Run a container

Keep building and running containers until we get a cathedral.

What is a container?

A container is a set of processes just like other processes you launched from the shell, except that it's being isolated in its namespace, cgroups, and union filesystem. It has everything it needs in its isolation: code, runtime, system tools, system libraries, settings and so on.

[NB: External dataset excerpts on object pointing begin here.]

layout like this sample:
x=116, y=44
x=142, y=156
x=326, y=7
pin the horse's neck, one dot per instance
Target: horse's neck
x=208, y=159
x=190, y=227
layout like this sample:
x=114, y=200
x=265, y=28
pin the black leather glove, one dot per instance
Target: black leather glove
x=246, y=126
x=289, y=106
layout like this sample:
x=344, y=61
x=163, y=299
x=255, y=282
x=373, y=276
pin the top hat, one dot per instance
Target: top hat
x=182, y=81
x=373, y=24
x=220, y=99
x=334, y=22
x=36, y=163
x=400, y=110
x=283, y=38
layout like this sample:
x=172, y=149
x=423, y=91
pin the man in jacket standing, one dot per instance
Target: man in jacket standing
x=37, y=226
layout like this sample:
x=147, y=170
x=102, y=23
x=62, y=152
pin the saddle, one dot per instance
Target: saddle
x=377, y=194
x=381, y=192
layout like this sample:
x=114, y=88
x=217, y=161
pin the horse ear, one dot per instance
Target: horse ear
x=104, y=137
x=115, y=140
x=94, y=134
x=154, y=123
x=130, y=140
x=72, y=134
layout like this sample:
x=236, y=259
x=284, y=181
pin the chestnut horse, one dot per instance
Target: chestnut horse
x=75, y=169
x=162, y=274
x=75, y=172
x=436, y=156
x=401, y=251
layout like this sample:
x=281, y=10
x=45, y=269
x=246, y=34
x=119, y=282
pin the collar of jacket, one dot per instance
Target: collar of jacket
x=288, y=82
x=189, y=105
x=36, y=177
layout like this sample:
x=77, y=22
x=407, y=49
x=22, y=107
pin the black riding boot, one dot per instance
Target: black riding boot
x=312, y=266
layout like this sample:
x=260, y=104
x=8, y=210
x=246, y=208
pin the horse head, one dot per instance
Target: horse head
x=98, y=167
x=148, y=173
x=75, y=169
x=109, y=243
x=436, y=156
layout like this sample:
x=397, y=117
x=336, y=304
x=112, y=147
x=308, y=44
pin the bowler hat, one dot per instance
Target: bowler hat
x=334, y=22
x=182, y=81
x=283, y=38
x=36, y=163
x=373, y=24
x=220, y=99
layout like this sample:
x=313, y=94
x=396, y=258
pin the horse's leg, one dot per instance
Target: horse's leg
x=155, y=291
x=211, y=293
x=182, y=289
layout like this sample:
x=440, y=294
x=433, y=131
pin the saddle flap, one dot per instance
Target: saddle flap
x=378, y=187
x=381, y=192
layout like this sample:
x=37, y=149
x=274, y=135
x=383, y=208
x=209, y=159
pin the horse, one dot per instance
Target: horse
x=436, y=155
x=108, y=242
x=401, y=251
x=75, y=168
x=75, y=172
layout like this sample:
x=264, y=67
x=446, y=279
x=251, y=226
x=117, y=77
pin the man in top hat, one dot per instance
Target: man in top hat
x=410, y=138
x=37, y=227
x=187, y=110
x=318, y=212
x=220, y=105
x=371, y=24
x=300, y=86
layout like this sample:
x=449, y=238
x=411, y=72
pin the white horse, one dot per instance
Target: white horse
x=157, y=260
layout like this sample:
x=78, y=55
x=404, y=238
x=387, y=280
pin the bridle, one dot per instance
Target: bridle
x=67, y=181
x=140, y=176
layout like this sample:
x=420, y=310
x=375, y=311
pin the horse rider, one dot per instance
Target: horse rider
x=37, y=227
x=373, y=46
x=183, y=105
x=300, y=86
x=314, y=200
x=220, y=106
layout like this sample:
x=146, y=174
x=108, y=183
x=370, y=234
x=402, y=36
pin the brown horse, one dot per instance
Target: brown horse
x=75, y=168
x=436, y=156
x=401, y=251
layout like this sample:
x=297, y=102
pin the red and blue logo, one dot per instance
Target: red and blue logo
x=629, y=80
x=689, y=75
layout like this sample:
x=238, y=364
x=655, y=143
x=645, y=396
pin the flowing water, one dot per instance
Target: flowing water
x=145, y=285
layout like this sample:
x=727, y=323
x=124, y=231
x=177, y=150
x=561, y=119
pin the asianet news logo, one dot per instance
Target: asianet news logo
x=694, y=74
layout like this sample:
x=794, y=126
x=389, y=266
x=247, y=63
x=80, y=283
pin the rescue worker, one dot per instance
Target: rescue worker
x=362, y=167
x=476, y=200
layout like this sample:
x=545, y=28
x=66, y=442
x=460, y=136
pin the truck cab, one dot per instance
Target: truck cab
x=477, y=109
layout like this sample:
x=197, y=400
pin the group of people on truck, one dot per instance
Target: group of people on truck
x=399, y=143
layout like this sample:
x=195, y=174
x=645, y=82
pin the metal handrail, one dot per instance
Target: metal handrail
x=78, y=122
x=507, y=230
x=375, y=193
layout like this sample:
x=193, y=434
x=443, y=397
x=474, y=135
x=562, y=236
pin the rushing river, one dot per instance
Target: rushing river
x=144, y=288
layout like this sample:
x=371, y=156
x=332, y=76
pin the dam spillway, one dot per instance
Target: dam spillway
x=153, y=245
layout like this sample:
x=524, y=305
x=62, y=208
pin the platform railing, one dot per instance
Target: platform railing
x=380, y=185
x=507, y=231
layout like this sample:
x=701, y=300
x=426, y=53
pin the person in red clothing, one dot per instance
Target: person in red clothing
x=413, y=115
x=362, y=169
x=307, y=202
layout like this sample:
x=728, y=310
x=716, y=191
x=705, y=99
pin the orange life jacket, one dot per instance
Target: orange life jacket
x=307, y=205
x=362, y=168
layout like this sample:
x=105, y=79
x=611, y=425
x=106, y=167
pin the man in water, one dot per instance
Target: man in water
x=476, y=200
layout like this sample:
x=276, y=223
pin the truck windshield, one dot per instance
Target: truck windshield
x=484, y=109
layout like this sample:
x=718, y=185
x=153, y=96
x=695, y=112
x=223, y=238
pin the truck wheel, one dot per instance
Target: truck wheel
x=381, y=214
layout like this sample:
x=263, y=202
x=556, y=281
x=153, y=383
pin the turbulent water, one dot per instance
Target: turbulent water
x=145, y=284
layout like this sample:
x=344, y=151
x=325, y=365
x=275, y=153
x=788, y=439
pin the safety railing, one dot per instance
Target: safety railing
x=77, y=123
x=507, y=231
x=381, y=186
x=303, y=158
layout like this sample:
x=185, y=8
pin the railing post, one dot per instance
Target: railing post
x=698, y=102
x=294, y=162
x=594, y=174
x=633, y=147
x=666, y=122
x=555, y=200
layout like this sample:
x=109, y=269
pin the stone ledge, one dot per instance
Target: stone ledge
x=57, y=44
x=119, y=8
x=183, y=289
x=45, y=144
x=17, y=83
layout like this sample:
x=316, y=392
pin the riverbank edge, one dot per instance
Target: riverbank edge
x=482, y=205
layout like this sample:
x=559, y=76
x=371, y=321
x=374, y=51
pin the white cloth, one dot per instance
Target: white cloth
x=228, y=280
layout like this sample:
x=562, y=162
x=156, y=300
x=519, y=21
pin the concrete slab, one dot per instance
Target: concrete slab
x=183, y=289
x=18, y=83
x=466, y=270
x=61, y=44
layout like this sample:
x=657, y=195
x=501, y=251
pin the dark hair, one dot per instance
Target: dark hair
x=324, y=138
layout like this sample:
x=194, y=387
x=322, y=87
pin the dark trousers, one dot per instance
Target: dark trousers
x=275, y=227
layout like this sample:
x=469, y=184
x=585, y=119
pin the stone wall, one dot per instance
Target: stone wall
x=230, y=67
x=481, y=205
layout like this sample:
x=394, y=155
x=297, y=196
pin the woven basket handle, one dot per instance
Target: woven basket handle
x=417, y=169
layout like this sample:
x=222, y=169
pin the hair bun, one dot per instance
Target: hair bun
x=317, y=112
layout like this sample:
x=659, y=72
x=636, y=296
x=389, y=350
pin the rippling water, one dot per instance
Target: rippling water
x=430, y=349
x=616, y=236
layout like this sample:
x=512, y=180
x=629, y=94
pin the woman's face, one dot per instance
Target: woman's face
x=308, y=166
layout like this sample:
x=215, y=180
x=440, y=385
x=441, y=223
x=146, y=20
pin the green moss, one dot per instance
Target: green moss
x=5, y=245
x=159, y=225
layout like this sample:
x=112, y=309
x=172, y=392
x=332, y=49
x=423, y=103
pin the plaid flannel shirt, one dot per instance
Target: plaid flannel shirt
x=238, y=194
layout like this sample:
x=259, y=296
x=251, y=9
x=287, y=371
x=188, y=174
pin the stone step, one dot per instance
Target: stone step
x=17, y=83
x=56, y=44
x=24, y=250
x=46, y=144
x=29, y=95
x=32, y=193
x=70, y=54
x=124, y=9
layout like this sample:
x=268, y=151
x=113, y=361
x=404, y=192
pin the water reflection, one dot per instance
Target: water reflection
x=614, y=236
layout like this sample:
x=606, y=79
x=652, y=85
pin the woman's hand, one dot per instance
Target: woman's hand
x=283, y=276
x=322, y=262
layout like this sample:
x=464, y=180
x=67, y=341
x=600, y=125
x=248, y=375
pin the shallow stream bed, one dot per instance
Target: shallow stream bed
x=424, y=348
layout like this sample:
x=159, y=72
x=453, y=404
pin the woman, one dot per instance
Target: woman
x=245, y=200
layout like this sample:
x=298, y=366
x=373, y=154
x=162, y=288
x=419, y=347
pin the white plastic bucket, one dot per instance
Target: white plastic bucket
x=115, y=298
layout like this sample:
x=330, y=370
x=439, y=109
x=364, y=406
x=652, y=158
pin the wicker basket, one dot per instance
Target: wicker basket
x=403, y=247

Docker is the dominant container option. However, there're various competitors such as CoreOS rkt, Ubuntu LXD. People standardize the container into the OCI specs and love to have various implementations.

Who needs a container?

Almost everyone.

Why need a container?

  • Container isolates physical resources such as CPU, memory, disk I/O and network from other containers.
  • Container isolates OS kernel resources such process id, mount points, user and group IDs from other containers.
  • Containers eliminates differences between development and staging environments and help reduce conflicts between teams running different software on the same infrastructure.

How does the container work?

Want to see more posts? Follow @enqueuezero in Twitter.

The way we start running a container can be explained in below bash code.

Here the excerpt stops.